Andi Giesen remembers sitting in first grade with a book in front of her and crying because she didn’t know how to read it.
“Now, my teacher was probably saying, ‘Andi, you can do this,’ but what I remember is that I was crying about it,” said Giesen, now an assistant superintendent at Wichita Public Schools.
Most people probably won’t remember how they learned to read. For them, “regular” literacy instruction simply worked, and learning how to read was just the first step toward their lifetimes of learning.
For former students like Giesen, though, and especially students from at-risk and high-poverty backgrounds, they remember learning to read as a painful, even scary process — one that embarrassed them and stripped them of any sense of classroom confidence.
It’s a process that still takes place in some classrooms with teachers who never learned a better way to teach reading.

“We’ve been under the assumption that we can just show kids words, and they’ll memorize words and be able to read, but that’s not what the body of research actually shows is happening inside our brains when we’re learning to read,” said Renee Hopper, an instructional coach at Wichita Public Schools.
But with a $15 million Kansas State Department of Education investment in literacy training, Kansas teachers and instructional coaches like Hopper see a chance to not only address pandemic learning loss but to change the narrative for the urban school district’s struggling readers.
Developing the science of reading
In the past few decades, literacy researchers began using MRI machines to track young students’ brain waves as they learned to read and found evidence of the “phonological loop,” the brain’s process of observing written letters and recording them as spoken information.
That research spurred “the science of reading” — the concept that teaching literacy skills involves psychological components in connecting letters and sounds that come more naturally to some students but can be a struggle for others.
Specifically, the science of reading will give teachers deeper understandings in five essential areas of reading — phonemic awareness, phonics, fluency, vocabulary and reading comprehension, said state Education Commissioner Randy Watson.

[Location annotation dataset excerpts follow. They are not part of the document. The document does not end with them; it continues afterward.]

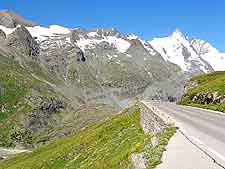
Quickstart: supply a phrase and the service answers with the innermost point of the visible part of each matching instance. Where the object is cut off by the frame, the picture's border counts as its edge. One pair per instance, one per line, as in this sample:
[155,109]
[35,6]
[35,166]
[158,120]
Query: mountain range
[68,78]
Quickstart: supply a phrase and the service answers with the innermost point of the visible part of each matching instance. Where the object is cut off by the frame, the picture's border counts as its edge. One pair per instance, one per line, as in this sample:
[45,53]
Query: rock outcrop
[22,42]
[11,20]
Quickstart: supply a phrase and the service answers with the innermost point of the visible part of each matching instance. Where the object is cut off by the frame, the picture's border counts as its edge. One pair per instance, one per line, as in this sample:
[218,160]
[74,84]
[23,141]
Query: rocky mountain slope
[56,80]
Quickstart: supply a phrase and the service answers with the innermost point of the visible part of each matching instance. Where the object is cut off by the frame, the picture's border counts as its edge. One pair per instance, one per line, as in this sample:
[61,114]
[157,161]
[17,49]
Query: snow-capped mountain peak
[177,49]
[177,34]
[210,54]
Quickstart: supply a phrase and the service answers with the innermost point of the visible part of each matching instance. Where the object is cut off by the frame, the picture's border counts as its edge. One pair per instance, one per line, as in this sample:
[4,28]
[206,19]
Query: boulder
[2,35]
[22,41]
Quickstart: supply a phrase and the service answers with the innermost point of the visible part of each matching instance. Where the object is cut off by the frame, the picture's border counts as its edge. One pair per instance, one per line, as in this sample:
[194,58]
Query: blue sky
[203,19]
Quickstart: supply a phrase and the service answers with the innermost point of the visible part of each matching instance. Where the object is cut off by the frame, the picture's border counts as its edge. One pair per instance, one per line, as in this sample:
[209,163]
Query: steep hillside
[107,144]
[206,91]
[56,80]
[34,111]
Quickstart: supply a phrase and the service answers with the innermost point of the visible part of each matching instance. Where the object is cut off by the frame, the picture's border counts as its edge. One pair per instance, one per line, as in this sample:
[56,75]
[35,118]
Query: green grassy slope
[20,92]
[213,82]
[107,144]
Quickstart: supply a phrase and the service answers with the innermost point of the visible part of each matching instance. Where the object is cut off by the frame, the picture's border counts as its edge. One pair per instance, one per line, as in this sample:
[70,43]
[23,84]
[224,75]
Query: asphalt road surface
[200,139]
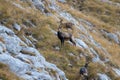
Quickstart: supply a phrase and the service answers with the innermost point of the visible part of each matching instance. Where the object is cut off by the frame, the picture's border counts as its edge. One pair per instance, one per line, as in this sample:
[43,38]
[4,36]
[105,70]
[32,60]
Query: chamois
[64,36]
[84,72]
[67,25]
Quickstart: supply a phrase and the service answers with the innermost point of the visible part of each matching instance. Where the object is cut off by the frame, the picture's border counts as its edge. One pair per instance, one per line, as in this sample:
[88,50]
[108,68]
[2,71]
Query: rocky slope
[28,31]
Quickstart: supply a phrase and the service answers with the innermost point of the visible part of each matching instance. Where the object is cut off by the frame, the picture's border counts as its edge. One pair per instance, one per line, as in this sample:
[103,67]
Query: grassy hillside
[103,17]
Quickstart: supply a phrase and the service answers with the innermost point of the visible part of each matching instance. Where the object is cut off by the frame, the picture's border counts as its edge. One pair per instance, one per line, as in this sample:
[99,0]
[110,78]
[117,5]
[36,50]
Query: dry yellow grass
[6,74]
[47,40]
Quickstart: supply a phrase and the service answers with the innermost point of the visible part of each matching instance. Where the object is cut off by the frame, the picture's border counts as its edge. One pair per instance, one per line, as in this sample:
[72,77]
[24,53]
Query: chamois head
[67,25]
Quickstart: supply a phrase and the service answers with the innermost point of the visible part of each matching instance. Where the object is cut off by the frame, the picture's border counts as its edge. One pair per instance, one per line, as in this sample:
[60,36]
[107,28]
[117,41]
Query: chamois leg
[71,40]
[62,42]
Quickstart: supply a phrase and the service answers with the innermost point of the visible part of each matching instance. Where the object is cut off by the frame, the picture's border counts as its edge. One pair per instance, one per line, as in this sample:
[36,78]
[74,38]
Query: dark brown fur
[63,36]
[67,25]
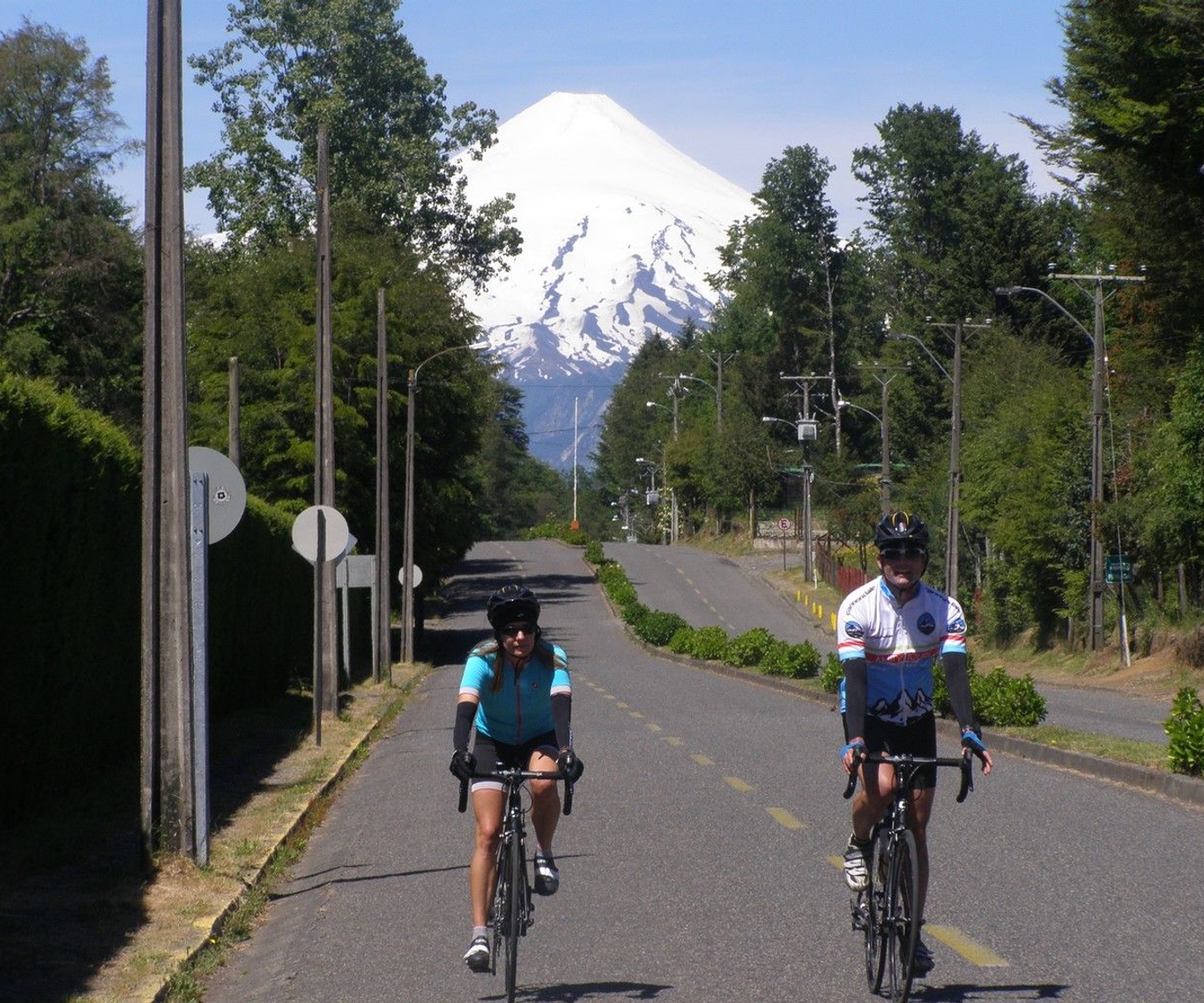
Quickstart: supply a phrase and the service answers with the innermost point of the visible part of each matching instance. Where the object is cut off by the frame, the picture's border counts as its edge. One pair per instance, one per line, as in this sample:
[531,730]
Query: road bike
[513,910]
[885,910]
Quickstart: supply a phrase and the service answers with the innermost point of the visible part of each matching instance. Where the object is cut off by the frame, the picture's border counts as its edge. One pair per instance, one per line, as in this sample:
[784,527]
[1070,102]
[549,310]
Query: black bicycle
[885,910]
[513,910]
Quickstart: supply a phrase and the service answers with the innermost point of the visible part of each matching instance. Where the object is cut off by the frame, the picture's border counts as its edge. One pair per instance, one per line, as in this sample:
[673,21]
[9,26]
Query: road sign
[227,494]
[305,533]
[1118,569]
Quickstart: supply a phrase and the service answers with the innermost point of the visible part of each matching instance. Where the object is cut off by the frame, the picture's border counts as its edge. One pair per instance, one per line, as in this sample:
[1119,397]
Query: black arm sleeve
[959,681]
[465,714]
[561,717]
[855,697]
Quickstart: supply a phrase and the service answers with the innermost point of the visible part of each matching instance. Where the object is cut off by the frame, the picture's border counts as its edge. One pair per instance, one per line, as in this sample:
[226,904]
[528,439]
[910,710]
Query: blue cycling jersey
[900,644]
[522,708]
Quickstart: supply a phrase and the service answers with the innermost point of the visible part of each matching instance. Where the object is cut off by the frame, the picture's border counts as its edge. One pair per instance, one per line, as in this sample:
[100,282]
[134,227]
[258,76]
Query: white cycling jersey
[900,644]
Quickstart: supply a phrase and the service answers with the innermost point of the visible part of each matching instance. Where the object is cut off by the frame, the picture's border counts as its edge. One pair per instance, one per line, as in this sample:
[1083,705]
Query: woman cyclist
[516,690]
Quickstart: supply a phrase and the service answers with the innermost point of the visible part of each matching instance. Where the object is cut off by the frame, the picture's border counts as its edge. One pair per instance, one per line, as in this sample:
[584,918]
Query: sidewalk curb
[404,678]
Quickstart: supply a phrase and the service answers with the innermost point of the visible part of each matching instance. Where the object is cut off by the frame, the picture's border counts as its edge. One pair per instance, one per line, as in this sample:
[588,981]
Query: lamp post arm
[1010,290]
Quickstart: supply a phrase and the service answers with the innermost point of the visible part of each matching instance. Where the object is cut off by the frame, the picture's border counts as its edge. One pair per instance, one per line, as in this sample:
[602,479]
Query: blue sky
[729,83]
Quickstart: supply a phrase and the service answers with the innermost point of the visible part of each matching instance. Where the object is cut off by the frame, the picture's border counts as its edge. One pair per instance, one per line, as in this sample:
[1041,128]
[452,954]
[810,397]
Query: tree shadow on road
[967,993]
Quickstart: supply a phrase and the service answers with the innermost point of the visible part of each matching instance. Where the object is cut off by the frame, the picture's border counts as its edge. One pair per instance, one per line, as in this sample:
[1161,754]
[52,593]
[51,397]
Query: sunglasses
[902,553]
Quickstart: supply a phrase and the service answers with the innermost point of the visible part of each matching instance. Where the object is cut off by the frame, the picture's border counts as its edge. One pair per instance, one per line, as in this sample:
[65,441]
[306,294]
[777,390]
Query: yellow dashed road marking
[784,818]
[973,951]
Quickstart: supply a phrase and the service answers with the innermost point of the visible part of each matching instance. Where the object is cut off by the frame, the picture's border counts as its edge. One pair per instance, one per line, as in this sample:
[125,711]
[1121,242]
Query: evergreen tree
[292,66]
[70,267]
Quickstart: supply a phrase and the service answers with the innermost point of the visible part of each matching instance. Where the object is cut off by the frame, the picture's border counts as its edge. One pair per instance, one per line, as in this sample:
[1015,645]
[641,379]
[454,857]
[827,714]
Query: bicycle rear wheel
[514,907]
[902,925]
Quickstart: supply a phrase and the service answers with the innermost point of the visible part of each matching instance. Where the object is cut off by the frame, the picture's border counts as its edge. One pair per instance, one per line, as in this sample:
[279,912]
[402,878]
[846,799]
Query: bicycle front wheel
[901,921]
[514,906]
[502,895]
[875,900]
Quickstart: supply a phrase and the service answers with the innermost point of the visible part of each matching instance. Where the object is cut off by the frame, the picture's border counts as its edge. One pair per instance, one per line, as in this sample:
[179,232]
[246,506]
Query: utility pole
[953,526]
[806,431]
[1094,286]
[884,421]
[325,665]
[717,361]
[167,795]
[382,655]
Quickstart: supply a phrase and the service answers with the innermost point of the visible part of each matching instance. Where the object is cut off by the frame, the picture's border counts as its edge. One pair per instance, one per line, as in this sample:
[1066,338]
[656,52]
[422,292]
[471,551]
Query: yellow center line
[973,951]
[784,818]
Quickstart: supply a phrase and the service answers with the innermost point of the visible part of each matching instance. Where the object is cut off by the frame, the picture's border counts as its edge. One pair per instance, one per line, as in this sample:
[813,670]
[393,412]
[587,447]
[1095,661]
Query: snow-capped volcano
[619,231]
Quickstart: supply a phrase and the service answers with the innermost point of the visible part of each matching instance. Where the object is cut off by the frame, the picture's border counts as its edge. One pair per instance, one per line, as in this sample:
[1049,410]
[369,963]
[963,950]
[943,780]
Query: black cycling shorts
[489,754]
[917,737]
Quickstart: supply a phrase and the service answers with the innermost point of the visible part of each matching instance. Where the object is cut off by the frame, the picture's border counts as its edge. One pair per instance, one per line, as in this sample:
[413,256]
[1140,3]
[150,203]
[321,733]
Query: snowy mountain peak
[619,231]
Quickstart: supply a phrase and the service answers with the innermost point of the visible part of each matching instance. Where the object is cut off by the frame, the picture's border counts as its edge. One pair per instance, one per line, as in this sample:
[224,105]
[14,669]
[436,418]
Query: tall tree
[775,262]
[293,64]
[70,267]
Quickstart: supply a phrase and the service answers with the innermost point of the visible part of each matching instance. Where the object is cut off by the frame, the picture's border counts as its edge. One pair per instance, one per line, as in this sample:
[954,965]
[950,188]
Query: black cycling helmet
[901,529]
[512,605]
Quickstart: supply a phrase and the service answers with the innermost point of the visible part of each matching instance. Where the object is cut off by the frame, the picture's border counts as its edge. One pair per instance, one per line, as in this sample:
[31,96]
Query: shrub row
[755,650]
[70,609]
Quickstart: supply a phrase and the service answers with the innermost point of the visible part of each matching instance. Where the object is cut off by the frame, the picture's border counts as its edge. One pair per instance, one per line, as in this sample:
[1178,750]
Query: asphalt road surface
[700,861]
[706,589]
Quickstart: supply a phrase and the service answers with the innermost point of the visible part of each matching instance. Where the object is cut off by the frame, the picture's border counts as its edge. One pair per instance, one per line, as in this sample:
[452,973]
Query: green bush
[710,643]
[655,627]
[832,673]
[1185,729]
[749,648]
[1002,700]
[793,661]
[681,642]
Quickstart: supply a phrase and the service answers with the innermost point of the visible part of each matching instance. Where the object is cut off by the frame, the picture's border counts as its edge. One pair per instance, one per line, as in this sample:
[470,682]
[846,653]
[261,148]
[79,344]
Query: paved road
[698,865]
[706,588]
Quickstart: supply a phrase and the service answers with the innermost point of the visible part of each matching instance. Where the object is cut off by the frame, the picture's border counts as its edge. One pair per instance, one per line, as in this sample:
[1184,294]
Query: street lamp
[719,400]
[805,429]
[1096,627]
[407,561]
[953,528]
[887,454]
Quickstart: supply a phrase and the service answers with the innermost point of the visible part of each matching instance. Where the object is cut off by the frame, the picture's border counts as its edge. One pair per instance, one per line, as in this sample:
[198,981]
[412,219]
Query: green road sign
[1118,569]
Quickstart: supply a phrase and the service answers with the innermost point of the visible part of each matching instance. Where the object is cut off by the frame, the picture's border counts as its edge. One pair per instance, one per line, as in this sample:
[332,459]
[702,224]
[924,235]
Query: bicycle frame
[513,910]
[884,910]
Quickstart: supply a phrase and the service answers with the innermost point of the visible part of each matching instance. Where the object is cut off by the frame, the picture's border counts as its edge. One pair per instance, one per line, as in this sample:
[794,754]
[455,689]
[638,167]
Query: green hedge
[70,598]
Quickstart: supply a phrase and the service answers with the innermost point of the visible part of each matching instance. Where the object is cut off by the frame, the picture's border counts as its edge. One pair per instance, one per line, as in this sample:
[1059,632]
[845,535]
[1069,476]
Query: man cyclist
[890,631]
[517,691]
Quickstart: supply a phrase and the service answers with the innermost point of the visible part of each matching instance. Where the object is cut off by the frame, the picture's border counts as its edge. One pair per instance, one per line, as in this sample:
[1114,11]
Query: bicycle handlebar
[964,762]
[514,775]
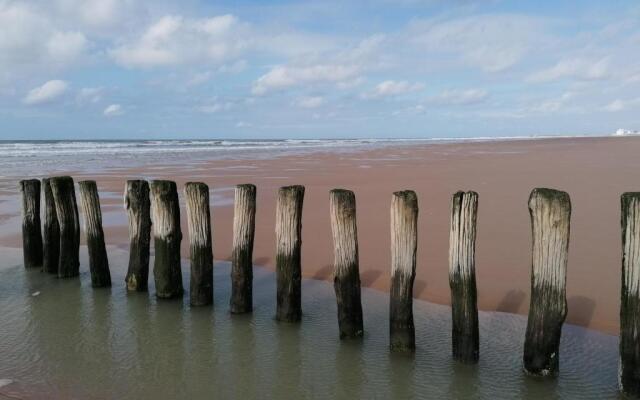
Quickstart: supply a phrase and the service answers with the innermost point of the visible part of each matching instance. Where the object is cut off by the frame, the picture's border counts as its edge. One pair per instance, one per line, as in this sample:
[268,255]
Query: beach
[594,171]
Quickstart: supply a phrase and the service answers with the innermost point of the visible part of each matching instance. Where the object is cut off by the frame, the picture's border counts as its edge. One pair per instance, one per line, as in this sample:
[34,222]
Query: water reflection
[73,341]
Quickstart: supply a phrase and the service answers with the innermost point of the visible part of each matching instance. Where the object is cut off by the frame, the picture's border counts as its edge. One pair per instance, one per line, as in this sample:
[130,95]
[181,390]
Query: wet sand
[595,171]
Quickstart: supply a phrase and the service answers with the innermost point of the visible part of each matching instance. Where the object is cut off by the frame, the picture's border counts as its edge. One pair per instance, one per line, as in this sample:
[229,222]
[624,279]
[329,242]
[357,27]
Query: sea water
[63,339]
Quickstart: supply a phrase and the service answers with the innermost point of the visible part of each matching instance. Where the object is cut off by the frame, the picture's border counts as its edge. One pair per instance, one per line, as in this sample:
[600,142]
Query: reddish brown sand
[595,171]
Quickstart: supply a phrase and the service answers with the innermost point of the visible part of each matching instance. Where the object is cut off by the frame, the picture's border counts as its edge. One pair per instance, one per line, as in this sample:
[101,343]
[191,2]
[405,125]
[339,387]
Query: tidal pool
[63,339]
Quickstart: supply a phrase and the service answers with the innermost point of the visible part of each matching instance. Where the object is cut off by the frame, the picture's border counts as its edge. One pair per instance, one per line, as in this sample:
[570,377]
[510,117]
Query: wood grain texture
[462,277]
[244,225]
[51,231]
[550,224]
[346,273]
[404,242]
[138,206]
[64,195]
[200,245]
[165,214]
[98,260]
[288,253]
[629,372]
[31,228]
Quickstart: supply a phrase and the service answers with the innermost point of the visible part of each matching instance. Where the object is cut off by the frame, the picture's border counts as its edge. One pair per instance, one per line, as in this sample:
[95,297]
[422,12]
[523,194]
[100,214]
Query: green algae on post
[404,243]
[629,371]
[200,247]
[165,211]
[64,195]
[98,260]
[51,231]
[244,225]
[137,204]
[346,281]
[462,277]
[288,253]
[550,224]
[31,234]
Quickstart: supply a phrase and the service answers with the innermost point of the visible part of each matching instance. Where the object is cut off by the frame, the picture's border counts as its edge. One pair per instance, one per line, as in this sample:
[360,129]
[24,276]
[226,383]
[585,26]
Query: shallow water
[72,341]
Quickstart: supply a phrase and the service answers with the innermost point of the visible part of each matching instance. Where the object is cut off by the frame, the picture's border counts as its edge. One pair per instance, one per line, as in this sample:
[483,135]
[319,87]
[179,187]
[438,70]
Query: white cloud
[215,107]
[99,15]
[29,40]
[310,102]
[393,88]
[113,110]
[492,42]
[89,95]
[342,68]
[46,93]
[575,68]
[553,105]
[175,40]
[459,97]
[282,76]
[622,105]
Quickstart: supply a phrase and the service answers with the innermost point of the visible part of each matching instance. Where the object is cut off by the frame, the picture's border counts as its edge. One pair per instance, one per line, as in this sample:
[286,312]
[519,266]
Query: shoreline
[502,172]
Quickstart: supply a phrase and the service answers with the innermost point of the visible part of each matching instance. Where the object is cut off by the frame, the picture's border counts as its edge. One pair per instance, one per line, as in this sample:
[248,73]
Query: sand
[594,171]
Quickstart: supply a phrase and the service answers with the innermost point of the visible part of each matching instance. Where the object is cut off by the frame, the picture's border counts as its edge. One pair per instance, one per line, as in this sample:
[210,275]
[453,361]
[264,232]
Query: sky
[128,69]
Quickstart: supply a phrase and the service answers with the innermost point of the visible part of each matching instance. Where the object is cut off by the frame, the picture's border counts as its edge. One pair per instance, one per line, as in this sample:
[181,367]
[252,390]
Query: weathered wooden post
[31,229]
[138,206]
[288,253]
[165,211]
[346,273]
[51,230]
[244,224]
[550,218]
[200,247]
[462,277]
[404,242]
[629,378]
[98,260]
[64,195]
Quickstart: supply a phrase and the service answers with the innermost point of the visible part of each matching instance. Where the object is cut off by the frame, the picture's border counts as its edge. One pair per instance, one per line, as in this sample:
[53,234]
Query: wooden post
[288,254]
[201,249]
[51,230]
[629,371]
[244,224]
[64,195]
[346,273]
[137,204]
[462,277]
[404,242]
[98,260]
[550,218]
[165,211]
[31,234]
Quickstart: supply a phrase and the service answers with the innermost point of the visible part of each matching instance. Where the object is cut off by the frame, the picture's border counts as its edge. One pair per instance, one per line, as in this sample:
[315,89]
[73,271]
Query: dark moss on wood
[288,253]
[462,278]
[64,196]
[165,210]
[550,223]
[51,231]
[137,204]
[404,239]
[346,281]
[629,347]
[31,227]
[98,260]
[200,246]
[244,221]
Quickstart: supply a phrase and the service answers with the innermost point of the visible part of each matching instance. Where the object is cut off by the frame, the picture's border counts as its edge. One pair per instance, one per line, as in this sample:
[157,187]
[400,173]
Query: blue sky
[111,69]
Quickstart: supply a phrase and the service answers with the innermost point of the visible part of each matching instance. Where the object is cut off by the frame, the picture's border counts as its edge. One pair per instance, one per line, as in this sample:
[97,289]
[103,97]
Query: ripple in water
[73,341]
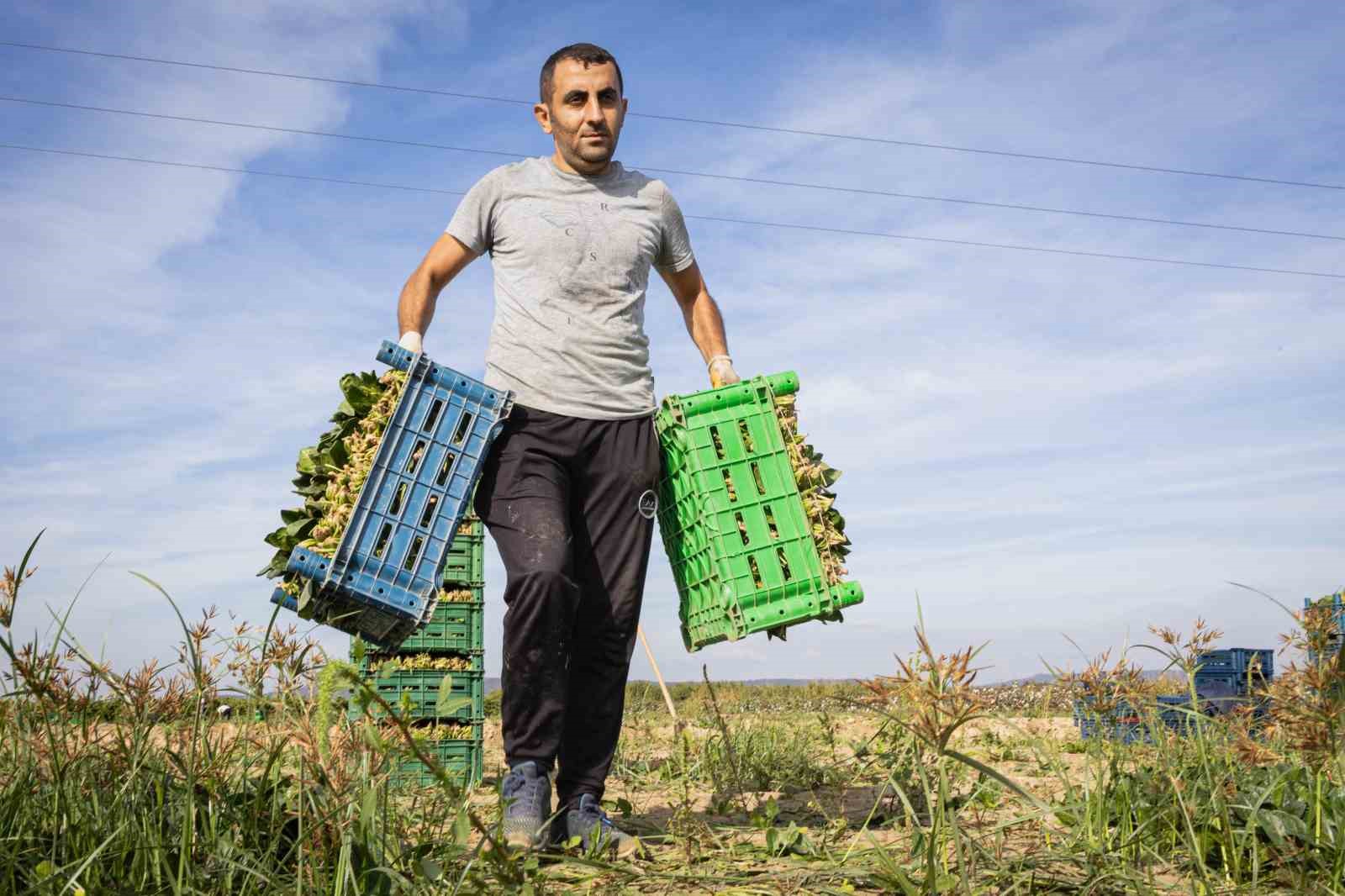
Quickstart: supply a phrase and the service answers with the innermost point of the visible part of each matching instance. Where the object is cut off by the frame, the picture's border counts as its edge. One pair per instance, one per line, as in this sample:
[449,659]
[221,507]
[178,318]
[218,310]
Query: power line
[701,174]
[743,125]
[715,219]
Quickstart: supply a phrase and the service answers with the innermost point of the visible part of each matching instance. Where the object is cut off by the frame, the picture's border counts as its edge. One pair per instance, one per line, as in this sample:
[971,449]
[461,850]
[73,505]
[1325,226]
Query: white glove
[721,372]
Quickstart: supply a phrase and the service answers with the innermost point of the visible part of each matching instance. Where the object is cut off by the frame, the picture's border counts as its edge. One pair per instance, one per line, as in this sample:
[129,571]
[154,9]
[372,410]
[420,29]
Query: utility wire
[715,219]
[741,125]
[710,175]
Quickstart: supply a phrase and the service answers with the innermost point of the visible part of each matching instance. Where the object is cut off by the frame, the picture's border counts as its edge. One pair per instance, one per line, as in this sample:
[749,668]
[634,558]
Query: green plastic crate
[464,759]
[767,575]
[466,564]
[423,687]
[367,667]
[452,627]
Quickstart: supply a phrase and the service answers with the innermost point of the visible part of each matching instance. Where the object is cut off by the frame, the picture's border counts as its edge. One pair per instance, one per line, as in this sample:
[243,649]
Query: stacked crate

With the funding for the Language Essentials for Teachers of Reading and Spelling program, teachers will gain new understandings of why a student might not be learning to read as easily as their peers and adapt existing lesson plans accordingly, Watson said. An example would be alphabet arcs, in which students connect their senses of touch, sight and sound as they move their fingers around an arc of letters while sounding out a word.
Teaching the teachers about the science of reading
LETRS training is not new to Kansas. In Wichita, a few hundred teachers are already proficient, with Hopper being one of the first in the district to learn how to train others in LETRS back in 2010.
Other districts also have LETRS-trained teachers, although many smaller districts only have one or two teachers specifically for classrooms of children needing additional support.
What’s different now is the scale of the $15 million in federal pandemic funding, which will offer the training to any teacher or school professional involved in teaching reading at the early grade levels over the next few years. The funding, spurred by efforts to address COVID-19 learning loss, will also train professors at the state’s teacher colleges so they can then train future educators.
“It isn’t rocket science, but it is reading science, and there are some things teachers will be able to connect with our families. It’s, ‘Help me help you help me help your child.’”
Andi Giesen, Wichita Public schools assistant superintendent
“We know that when we’re focused on the right things, growth can happen,” Hopper said. “This $15 million proposal — it should have happened 10 years ago.”
And eventually, LETRS training will likely filter through teachers to parents as they discuss how to help struggling readers at home.
Why the science of reading helps Wichita students
Wichita, the state’s largest school district, serves mostly urban students, who tend to come from high-poverty and at-risk backgrounds and are more likely to struggle with reading.
When those students show up to kindergarten, they’re less likely to have the same early learning and reading skills as some of their peers.
While academic differences might be small early on, without those foundational literacy skills, gaps tend to widen as students progress through school, especially when teachers aren’t equipped to address literacy deficits, Hopper said.
Once those kids grow older, gaps become extremely difficult, although not impossible, to overcome.
“It’s tied to equity,” Hopper said. “We want to make sure every child is given the best opportunities to succeed, whether that’s in school or literacy, we want to make sure every child is given the best teachers in order to grow.”